DONDE A RESPOSTA À PRIMEIRA OBJEÇÃO. ─ Deus, pelo que é, tem misericórdia de todos. Mas como a sua misericórdia é regulada pela ordem da sua: sabedoria, por isso não se estende a certos, como os demônios e os obstinados na malícia, que dela se tornaram indignos. ─ Contudo, podemos responder que mesmo para com esses se exerce a sua misericórdia, não pelos absolver totalmente da pena, mas por serem punidos menos que o que mereceriam.
RESPOSTA À SEGUNDA. ─ No lugar citado do Apóstolo, deve-se entender distributivamente de todos os gêneros de seres e não de todos os seres de cada gênero. Aplicando-se o texto aos homens enquanto vivem neste mundo; pois, Deus se compadeceu dos judeus e dos gentios, mas nem de todos os gentios ou de todos os judeus.

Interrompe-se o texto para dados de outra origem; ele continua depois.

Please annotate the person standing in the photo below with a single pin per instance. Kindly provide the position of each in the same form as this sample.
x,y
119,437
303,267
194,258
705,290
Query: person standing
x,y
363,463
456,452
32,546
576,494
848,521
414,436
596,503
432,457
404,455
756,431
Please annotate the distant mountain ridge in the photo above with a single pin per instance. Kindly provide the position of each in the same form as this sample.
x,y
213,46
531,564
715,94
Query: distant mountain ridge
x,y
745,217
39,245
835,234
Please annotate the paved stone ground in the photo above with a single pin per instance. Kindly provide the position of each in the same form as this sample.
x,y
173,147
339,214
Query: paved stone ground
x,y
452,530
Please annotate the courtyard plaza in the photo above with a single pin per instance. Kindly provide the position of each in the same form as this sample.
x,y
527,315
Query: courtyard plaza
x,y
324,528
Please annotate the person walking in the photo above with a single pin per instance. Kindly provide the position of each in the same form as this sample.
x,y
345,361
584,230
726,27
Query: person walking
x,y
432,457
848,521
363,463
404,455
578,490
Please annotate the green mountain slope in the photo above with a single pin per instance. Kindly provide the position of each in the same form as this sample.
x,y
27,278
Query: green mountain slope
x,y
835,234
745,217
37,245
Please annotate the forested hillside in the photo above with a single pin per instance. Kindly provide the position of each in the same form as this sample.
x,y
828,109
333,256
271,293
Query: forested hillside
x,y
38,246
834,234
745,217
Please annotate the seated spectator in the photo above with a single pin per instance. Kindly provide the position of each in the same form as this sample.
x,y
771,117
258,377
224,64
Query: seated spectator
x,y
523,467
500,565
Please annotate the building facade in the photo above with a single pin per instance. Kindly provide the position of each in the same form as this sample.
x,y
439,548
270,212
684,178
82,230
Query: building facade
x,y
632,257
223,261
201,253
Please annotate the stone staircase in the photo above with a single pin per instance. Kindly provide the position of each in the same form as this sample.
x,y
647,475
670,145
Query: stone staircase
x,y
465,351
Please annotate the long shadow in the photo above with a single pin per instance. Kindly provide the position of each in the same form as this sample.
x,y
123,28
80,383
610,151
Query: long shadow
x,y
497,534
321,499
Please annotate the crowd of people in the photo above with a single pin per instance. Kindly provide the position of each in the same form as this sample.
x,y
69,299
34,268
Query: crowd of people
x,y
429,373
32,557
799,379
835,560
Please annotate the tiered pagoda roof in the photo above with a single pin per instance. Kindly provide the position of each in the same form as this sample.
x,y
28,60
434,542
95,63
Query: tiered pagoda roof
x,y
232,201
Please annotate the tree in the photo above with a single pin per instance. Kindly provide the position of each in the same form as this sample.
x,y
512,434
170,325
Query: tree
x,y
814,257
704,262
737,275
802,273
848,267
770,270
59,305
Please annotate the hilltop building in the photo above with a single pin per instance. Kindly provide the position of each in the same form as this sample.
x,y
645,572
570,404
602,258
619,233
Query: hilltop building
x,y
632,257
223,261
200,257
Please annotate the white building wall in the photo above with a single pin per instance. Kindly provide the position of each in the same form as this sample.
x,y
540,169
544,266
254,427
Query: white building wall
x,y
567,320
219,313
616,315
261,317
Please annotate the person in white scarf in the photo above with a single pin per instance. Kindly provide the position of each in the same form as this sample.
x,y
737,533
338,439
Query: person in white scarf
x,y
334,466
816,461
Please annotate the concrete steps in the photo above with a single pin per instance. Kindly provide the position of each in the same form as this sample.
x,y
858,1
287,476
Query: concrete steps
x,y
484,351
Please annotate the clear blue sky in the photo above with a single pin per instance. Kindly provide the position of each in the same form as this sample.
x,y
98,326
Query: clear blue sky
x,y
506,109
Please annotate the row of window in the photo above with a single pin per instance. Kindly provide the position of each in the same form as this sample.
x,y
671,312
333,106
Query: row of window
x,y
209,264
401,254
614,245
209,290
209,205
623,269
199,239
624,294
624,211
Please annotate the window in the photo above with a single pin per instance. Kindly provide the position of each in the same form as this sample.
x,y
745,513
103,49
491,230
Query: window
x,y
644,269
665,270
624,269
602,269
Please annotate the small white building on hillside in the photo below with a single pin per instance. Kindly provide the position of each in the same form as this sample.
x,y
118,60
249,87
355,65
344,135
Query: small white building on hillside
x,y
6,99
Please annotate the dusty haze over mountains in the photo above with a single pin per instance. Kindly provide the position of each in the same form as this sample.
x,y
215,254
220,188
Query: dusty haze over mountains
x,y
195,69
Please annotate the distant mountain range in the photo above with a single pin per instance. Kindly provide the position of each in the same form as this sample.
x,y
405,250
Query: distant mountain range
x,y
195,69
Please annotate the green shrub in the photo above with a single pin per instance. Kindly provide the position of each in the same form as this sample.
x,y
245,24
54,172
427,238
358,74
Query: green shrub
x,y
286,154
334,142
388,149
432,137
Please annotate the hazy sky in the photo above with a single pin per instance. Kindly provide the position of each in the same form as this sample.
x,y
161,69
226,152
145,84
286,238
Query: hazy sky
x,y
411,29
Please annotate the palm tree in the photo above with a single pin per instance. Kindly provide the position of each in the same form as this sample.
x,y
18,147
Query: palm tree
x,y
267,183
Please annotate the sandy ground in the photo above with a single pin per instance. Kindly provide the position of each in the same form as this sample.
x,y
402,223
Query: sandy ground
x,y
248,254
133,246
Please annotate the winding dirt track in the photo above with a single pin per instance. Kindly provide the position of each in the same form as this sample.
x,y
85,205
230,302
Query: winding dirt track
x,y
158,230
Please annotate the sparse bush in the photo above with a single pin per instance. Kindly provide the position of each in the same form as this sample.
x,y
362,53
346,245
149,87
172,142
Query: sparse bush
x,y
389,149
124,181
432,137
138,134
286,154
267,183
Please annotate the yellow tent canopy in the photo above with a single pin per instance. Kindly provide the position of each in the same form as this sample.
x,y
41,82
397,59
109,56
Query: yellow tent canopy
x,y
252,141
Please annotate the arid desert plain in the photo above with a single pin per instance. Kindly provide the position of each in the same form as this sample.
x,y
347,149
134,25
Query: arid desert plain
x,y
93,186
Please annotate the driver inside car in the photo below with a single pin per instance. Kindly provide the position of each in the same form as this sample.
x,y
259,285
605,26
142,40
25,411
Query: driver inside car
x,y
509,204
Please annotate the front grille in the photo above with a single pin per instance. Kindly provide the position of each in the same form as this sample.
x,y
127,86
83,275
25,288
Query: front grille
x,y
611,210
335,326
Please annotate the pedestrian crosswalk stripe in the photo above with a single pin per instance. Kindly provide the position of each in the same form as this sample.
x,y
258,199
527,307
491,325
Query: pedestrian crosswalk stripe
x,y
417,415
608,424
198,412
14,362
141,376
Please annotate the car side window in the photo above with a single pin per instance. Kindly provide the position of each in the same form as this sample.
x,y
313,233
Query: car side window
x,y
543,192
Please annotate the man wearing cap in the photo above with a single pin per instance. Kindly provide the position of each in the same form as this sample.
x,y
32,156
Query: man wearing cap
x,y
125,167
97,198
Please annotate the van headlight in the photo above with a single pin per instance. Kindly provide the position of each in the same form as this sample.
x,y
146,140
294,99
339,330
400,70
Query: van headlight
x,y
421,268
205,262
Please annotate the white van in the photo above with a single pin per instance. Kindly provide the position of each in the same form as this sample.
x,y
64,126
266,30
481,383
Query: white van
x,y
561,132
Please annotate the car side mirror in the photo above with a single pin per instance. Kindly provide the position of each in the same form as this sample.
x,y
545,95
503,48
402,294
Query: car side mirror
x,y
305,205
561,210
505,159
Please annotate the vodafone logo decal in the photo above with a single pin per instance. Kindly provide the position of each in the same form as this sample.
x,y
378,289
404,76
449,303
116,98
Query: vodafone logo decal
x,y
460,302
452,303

RESPOSTA À TERCEIRA. ─ Anselmo não o entende justo, pelas conveniências da divina bondade; e se refere às criaturas genericamente consideradas. Pois, não convém à divina bondade fazer todo um gênero de criaturas ficar impedido de alcançar o fim para que foi criado. Não quer por isso nem que todos os homens se condenem nem todos os anjos. Mas nada impede alguns homens ou alguns anjos de se condenarem eternamente; porque os planos da divina vontade se cumprem nos que se salvam.